Je m'occuperai bien d'elle, Clara. Pour toi. Et je ferai en sorte que ce qui t'a mise dans cet été ne se reproduise plus. Grâce à mes pokémon, grâce à Chanel, je ferai de Nérova un endroit plus sûr, où chacun sera en sécurité. Même toi.
- Clara Finch
T’aimerais bien sourire, t’essaies même de le faire, même si c’est un peu forcé, un peu faux. Parce qu’il te promet qu’il allait prendre soin de Chanel et ça te fait plaisir. La suite, par contre, est un peu plus difficile à entendre, parce que ça te ramène inlassablement à cette soirée-là, celle où t’avais réalisé bien malgré toi que le rôle n’était pas tout rose et paillettes. Tu secoues alors doucement de la tête, comme pour lui dire que c’était pas ce que tu voulais, que c’était pas ce dont tu avais besoin d’entendre. Déjà parce que tu ne serais plus ici, préférant fuir les problèmes qui assaillaient la région, mais aussi parce que ça impliquait autre chose.

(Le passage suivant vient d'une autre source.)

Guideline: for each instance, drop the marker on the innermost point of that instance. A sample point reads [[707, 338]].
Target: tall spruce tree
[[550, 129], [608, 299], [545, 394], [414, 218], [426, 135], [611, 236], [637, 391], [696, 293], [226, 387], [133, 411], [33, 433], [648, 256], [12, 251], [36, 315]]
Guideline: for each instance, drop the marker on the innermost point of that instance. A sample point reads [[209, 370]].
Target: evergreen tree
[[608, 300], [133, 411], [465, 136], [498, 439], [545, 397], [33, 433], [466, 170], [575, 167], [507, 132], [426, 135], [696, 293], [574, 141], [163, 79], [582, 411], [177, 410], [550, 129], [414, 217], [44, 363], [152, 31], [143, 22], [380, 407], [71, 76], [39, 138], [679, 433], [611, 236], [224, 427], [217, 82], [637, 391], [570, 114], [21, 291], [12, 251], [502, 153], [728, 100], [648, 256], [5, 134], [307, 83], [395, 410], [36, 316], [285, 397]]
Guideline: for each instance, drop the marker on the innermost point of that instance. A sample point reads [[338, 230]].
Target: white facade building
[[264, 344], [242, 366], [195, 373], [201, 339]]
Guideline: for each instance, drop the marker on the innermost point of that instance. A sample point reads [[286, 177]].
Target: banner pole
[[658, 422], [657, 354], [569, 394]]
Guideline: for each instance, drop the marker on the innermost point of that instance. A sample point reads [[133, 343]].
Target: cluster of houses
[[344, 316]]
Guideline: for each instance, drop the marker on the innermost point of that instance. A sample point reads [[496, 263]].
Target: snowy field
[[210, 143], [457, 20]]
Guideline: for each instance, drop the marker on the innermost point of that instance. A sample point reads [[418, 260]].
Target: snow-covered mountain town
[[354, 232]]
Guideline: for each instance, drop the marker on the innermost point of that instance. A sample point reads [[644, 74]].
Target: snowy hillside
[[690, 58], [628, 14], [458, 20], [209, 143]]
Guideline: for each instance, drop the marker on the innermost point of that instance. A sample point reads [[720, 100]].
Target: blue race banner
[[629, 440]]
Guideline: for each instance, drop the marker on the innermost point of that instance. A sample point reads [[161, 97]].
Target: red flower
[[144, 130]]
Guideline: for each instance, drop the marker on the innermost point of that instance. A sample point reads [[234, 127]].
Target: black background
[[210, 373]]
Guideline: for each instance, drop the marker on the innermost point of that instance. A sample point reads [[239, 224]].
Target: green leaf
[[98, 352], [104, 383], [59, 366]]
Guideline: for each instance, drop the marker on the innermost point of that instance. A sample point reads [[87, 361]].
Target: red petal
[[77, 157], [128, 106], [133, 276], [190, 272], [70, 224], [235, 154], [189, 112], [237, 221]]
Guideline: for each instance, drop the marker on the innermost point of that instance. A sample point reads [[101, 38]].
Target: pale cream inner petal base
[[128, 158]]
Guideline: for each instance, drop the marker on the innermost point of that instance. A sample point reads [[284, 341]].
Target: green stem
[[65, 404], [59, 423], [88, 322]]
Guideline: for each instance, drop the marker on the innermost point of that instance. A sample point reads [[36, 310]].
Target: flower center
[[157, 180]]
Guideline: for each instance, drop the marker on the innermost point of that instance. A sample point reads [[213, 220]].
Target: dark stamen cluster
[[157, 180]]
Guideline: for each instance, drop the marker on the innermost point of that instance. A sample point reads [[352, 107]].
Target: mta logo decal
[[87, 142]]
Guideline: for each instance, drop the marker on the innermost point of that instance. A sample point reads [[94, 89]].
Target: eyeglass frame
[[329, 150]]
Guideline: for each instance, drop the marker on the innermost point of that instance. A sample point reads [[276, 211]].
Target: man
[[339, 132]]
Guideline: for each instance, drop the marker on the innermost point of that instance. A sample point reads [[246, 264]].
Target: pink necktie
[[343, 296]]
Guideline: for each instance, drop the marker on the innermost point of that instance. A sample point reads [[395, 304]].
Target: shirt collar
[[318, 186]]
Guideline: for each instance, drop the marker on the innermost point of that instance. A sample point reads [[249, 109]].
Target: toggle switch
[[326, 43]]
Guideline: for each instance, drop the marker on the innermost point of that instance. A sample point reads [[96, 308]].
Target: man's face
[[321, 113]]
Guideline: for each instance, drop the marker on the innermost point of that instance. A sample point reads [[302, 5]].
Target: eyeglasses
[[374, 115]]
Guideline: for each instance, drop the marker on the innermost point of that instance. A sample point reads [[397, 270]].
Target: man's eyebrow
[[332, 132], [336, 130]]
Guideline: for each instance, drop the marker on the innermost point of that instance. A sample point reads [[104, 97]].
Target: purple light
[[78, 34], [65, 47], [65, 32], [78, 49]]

- Promets-moi juste que tu feras attention à toi, d’accord ?
C’est sincère, ça se voit dans ton regard, ça s’entend dans ta voix qui tremble un peu, qui menace de se briser sous l’inquiétude que tu ressens alors qu’il affirme qu’il allait se battre pour protéger les gens comme toi. T’aurais préféré qu’il te dise qu’il allait se contenter des concours, parce que, comme ça, t’aurais pas eu à t’inquiéter pour lui. Pas autant du moins.
- Tu as encore mon numéro, non ? Tu pourras me donner des nouvelles de Chanel.
Et de lui aussi, par le fait même. Après tout, s’il t’envoyait des messages, c’est qu’il était encore en vie et c’était ce qui t’importait. C’est ta façon un peu indirecte de lui demander de te donner des nouvelles, de calmer l’inquiétude que tu pouvais pas t’empêcher de ressentir pour tous ceux que tu connaissais et qui allaient rester ici. Tu pouvais pas t’empêcher de te sentir mal, de partir ainsi, aussi précipitamment, d’abandonner derrière toi des gens que t’aurais vraiment voulu apprendre à connaître davantage, mais c’était sûrement ce qu’il y avait de mieux à faire pour toi. Parce que t’en menais pas large et que, clairement, tu pouvais pas continuer comme ça.
- Spoiler:
- Clara confie Chanel, sa Mimiqui rang A, à Paul, en lui faisant promettre qu'il irait gagner la couronne d'Arianne avec elle tout en lui donnant des nouvelles quotidiennement.